Käfer brauchen Nischen

Genügend Totholz in verschiedenen Qualitäten ist für holzbewohnende Käferarten eine Grundvoraussetzung. Im Hinblick auf eine grosse Artenvielfalt spielt die Bestandesstruktur neben dem vorhandenen Totholz eine besondere Rolle. Eine grosse Strukturvielfalt in einem Wald ist jedoch nicht auf Naturwaldreser­vate beschränkt. Diese können aufgrund ihrer aktuellen Waldentwicklung durch­aus gleichförmig aufgebaut sein und des­wegen eine geringe Vielfalt holzbewoh­nender Käferarten aufweisen. Umgekehrt können auch vielseitig strukturierte Wirt­schaftswälder mit alten Bäumen arten­reich sein. In eher gleichförmig aufge­bauten Hallenwäldern sind Lücken mit totem Holz und vermehrtem Lichteinfall sowie alte und dicke Bäume eher selten. Bestände, in denen jedoch verschiedene Entwicklungsstufen nebeneinander vor­kommen, sind um einiges strukturreicher. Neben sehr jungen Bäumen stehen dicke und alte Bäume mit besonderen Lebens­raumnischen. In strukturreicheren Be­ständen sind auch besonnte Lücken häu­figer zu finden.

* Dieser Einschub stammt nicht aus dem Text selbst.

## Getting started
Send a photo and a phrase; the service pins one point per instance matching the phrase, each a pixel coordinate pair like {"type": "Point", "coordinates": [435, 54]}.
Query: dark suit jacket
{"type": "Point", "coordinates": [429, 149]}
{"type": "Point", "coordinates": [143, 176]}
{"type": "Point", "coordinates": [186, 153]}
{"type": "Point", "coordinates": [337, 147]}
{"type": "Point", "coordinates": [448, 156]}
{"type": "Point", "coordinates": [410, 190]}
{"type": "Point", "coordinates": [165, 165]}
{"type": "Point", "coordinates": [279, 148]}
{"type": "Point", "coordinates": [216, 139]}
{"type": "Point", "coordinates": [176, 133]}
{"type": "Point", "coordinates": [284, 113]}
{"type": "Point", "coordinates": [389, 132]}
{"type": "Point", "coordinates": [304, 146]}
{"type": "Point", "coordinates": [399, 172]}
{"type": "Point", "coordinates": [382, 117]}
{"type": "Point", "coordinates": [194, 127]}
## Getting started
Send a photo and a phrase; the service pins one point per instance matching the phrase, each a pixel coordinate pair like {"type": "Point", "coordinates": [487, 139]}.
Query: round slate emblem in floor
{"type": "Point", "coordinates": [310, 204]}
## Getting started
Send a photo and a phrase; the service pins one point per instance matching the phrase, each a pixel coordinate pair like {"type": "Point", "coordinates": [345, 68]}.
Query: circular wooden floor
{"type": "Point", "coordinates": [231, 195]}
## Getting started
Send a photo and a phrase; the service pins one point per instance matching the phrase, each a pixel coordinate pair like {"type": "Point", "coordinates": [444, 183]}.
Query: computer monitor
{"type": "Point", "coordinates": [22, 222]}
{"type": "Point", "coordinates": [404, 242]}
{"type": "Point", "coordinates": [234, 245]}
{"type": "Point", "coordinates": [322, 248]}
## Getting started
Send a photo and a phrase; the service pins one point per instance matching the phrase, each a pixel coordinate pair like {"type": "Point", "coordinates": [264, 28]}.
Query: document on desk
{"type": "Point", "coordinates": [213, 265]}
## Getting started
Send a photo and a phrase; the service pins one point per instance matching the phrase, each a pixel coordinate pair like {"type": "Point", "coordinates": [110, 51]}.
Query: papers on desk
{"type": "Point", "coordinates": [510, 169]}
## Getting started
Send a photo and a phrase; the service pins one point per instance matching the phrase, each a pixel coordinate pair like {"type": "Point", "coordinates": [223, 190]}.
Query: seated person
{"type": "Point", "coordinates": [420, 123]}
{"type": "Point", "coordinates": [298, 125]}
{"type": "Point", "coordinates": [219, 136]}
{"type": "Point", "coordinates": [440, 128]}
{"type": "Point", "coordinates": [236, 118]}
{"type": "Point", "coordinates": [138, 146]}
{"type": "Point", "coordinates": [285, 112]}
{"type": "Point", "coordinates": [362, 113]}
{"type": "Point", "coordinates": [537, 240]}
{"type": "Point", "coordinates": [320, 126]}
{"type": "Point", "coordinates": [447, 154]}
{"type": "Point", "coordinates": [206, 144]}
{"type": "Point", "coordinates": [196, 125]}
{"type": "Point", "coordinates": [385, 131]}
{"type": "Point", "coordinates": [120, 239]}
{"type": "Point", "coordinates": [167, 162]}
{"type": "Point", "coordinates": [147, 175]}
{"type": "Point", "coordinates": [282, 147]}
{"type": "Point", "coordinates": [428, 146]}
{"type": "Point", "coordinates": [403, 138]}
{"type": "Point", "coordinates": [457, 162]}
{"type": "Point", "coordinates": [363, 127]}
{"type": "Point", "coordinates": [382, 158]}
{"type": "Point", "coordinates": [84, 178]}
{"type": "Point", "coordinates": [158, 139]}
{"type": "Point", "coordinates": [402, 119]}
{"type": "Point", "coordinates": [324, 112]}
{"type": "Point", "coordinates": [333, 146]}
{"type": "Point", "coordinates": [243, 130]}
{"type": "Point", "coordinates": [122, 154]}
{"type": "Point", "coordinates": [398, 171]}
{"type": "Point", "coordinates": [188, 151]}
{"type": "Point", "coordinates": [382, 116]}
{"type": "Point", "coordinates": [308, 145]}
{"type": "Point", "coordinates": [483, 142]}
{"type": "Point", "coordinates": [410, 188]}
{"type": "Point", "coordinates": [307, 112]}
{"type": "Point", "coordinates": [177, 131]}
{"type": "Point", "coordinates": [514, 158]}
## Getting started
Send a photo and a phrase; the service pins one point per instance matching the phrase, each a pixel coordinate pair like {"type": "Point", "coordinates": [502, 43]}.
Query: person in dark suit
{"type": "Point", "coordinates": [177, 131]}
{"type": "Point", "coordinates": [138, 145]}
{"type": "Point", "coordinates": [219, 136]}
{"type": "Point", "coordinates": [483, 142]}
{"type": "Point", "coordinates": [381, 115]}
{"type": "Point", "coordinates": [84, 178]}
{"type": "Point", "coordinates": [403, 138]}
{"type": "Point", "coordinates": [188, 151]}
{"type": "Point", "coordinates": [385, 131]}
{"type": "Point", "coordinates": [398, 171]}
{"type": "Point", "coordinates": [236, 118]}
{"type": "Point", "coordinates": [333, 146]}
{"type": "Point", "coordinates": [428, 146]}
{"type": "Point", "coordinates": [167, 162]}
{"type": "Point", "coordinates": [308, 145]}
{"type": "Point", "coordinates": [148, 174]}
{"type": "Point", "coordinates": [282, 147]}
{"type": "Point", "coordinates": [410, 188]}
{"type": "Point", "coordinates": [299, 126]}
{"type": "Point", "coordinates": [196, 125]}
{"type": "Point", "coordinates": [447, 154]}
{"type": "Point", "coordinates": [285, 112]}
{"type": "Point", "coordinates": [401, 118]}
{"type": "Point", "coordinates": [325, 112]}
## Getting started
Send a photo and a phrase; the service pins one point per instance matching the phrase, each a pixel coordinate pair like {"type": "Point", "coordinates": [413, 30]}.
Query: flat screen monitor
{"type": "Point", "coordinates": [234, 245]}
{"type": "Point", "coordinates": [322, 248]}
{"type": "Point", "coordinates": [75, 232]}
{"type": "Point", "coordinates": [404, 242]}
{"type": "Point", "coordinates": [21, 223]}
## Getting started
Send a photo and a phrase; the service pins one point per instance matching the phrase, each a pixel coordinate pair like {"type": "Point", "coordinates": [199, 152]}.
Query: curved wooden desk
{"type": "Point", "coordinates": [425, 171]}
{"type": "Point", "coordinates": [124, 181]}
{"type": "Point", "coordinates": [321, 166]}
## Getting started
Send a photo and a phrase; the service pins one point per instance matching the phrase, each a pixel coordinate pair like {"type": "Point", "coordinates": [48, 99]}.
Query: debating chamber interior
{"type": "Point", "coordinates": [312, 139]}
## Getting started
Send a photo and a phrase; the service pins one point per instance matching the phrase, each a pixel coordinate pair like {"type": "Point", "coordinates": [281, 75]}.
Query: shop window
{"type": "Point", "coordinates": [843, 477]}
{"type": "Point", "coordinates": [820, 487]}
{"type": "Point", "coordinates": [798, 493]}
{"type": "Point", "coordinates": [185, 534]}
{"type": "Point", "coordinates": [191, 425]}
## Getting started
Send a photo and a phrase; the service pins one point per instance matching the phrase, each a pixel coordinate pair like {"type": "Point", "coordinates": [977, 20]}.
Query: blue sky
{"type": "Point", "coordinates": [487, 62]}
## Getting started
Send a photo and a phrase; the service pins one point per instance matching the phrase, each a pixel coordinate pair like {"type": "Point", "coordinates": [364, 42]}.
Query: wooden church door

Holzbewohnende Arten fördern

Die Ausscheidung von Naturwaldreser­vaten ist für den Erhalt vieler auf Totholz angewiesener Arten unabdingbar. Aber auch gewisse Wirtschaftswälder können wertvolle Lebensräume für holzbewoh­nende Lebewesen sein. Deshalb ist eine entsprechende Bewirtschaftung sehr wichtig.

Neben dem Liegenlassen von totem Holz richten sich die waldbaulichen Mass­nahmen, mit denen holzbewohnende Käferarten in einem Wirtschaftswald ge­fördert werden können, darauf aus, in einem Bestand eine grösstmögliche Strukturvielfalt anzustreben. Das schliesst auch die Habitatstrukturen einzelner Baumindividuen ein. Dafür eignen sich kleinflächige Nutzungen, die den natürli­cherweise entstehenden Lücken in einem sich selbst überlassenen Wald ähnlich sind. Hiebarten wie Femel- oder Plenter­hiebe sind geeignet, um solche Lücken zu schaffen.

Werden nach einem Holzschlag besonders in diesen Lücken der Schlagabraum und auch qualitativ minderwer­tige Baumteile grösserer Durchmesser liegen gelassen, entstehen wertvolle Lebensräume für viele holzbewohnende Arten. Um auch Strukturen an lebenden Bäumen zu fördern, kann für einen Bestand eine Art Altbaumkonzept ausgearbeitet werden. Das Bundesamt für Umwelt und die Vogelwarte Sempach empfehlen zwischen fünf und zehn alte Bäume pro Hektare, die langfristig oder für immer stehen bleiben. Von solchen Massnahmen profitieren nicht nur holz­bewohnende Insekten, sondern auch andere auf totes Holz angewiesene Arten von Vögeln, Säugetieren, Pilzen, Flechten und Moosen.